Rest enough for the individual man, too much and too soon, and we call it death. But for man, no rest and no ending. He must go on, conquest beyond conquest. First this little planet and all its winds and ways, and then all the laws of mind and matter that restrain him. Then the planets about him, and, at last, out across immensities to the stars. And when he has conquered all the deep space, and all the mysteries of time, still he will be beginning.
Yet across the gulf of space, minds that are to our minds as ours are to those of the beasts that perish, intellects vast and cool and unsympathetic, regarded this earth with envious eyes, and slowly and surely drew their plans against us.
IBM is helping to greatly advance and expedite quality sampling while providing our project investigators peace of mind that the information they are gathering is securely stored and protected.

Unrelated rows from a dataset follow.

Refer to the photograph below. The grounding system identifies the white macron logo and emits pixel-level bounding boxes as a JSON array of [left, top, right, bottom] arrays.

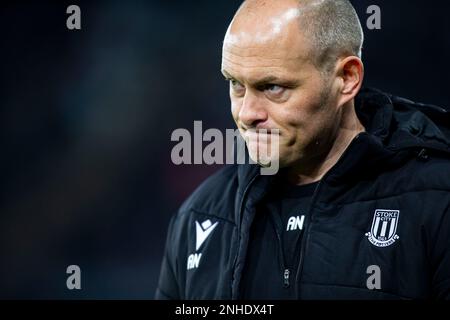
[[195, 219, 219, 251], [187, 219, 219, 270], [286, 215, 305, 231]]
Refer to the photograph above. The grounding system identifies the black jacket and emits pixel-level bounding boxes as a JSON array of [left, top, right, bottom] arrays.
[[156, 89, 450, 299]]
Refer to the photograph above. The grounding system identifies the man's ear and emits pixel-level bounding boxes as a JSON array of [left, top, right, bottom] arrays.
[[337, 56, 364, 105]]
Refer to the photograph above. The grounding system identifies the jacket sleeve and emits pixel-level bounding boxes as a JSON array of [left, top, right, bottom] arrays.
[[155, 216, 181, 300], [432, 199, 450, 300]]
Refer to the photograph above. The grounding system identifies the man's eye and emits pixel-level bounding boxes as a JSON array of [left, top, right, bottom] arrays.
[[265, 84, 284, 94], [230, 79, 242, 88]]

I don't suppose any man has ever understood any woman since the beginning of things. You don't understand our imaginations, how wild our imaginations can be.
I see knowledge increasing and human power increasing, I see everincreasing possibilities before life, and I see no limits set to it all. Existence impresses me as a perpetual dawn. Our lives, as I apprehend them, swim in expectation.
The serious people who took him seriously never felt quite sure of his deportment; they were somehow aware that trusting their reputations for judgment with him was like furnishing a nursery with egg-shell china.
In England we have come to rely upon a comfortable time-lag of fifty years or a century intervening between the perception that something ought to be done and a serious attempt to do it.
We are always getting away from the present moment. Our mental existence, which are immaterial and have no dimensions, are passing along the Time-Dimension with a uniform velocity from the cradle to the grave.
Well, I do not mind telling you I have been at work upon this geometry of Four Dimensions for some time. Some of my results are curious. For instance, here is a portrait of a man at eight years old, another atfifteen, another at seventeen, another at twenty-three, and so on. All these are evidently sections, as it were, Three-Dimensional representations of his Four-Dimensioned being, which is a fixed and unalterable thing.